Upload Data

Data Upload for NeMo Retriever Extraction

Use this documentation to learn how NeMo Retriever extraction handles and uploads data.

Note

NeMo Retriever extraction is also known as NVIDIA Ingest and nv-ingest.

Overview

NeMo Retriever extraction supports extracting text representations of various forms of content, and ingesting to the Milvus vector database. NeMo Retriever extraction does not store data on disk directly, except through Milvus. The data upload task pulls extraction results to the Python client, and then pushes them to Milvus by using its underlying MinIO object store service.
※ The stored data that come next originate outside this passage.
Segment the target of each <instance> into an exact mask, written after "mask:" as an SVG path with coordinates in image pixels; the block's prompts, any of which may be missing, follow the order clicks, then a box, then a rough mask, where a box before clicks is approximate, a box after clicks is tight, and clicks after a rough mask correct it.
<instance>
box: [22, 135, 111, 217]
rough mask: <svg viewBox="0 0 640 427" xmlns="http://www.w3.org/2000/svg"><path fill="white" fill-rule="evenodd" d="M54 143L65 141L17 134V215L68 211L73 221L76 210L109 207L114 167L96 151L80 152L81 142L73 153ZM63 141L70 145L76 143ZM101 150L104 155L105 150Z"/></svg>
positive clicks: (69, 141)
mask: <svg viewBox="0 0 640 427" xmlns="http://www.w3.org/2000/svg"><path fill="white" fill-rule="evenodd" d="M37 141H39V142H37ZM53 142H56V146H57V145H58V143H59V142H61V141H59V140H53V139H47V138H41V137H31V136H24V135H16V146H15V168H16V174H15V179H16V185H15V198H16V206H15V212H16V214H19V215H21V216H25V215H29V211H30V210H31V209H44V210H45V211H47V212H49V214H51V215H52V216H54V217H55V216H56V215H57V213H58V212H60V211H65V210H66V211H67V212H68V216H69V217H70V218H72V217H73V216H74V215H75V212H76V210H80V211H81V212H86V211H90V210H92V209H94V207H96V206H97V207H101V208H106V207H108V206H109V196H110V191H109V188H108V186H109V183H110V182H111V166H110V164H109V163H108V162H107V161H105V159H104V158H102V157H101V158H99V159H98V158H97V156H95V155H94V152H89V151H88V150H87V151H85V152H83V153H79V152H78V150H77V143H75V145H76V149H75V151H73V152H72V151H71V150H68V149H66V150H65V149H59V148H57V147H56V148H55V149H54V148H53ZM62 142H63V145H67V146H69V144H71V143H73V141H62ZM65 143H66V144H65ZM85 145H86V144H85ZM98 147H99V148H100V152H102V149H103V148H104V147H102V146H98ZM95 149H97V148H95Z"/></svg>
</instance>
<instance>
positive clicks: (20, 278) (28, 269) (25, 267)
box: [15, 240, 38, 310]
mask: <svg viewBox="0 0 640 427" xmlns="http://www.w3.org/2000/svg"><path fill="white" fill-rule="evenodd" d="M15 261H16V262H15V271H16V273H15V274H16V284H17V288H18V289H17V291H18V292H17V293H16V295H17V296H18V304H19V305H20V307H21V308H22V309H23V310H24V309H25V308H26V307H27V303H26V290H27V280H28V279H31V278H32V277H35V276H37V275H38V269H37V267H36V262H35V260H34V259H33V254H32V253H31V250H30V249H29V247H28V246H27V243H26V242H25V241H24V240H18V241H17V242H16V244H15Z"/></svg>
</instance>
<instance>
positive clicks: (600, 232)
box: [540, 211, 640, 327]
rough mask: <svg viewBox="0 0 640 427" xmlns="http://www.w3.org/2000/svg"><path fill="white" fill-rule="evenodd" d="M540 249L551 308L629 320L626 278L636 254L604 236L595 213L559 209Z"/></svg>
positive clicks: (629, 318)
The vector database stores only the extracted text representations of ingested data. It does not store the embeddings for images.

NeMo Retriever extraction supports uploading data by using the Ingestor.vdb_upload API. Currently, data upload is not supported through the NV Ingest CLI.

Upload to Milvus

The vdb_upload method uses GPU Cagra accelerated bulk indexing support to load chunks into Milvus. To enable hybrid retrieval, nv-ingest supports both dense (llama-embedder embeddings) and sparse (bm25) embeddings.

Bulk indexing is high throughput, but has a built-in overhead of around one minute. If the number of ingested documents is 10 or fewer, nv-ingest uses faster streaming inserts instead. You can control this by setting stream=True.

If you set recreate=True, nv-ingest drops and recreates the collection given as collection_name. The Milvus service persists data to disk by using a Docker volume defined in docker-compose.yaml. You can delete all collections by deleting that volume, and then restarting the nv-ingest service.

Warning

When you use the vdb_upload task with Milvus, you must expose the ports for the Milvus and MinIO containers to the nv-ingest client. This ensures that the nv-ingest client can connect to both services and perform the vdb_upload action.

To upload to Milvus, use code similar to the following.

Ingestor(client=client)
    .files("data/multimodal_test.pdf")
    .extract()
    .embed()
    .caption()
    .vdb_upload(
        collection_name=collection_name,
        milvus_uri=milvus_uri,
        sparse=sparse,
        # for llama-3.2 embedder, use 1024 for e5-v5
        dense_dim=2048,
        stream=False,
        recreate=False
    )

Upload to a Custom Data Store

You can ingest to other data stores by using the Ingestor.vdb_upload method; however, you must configure other data stores and connections yourself. NeMo Retriever extraction does not provide connections to other data sources.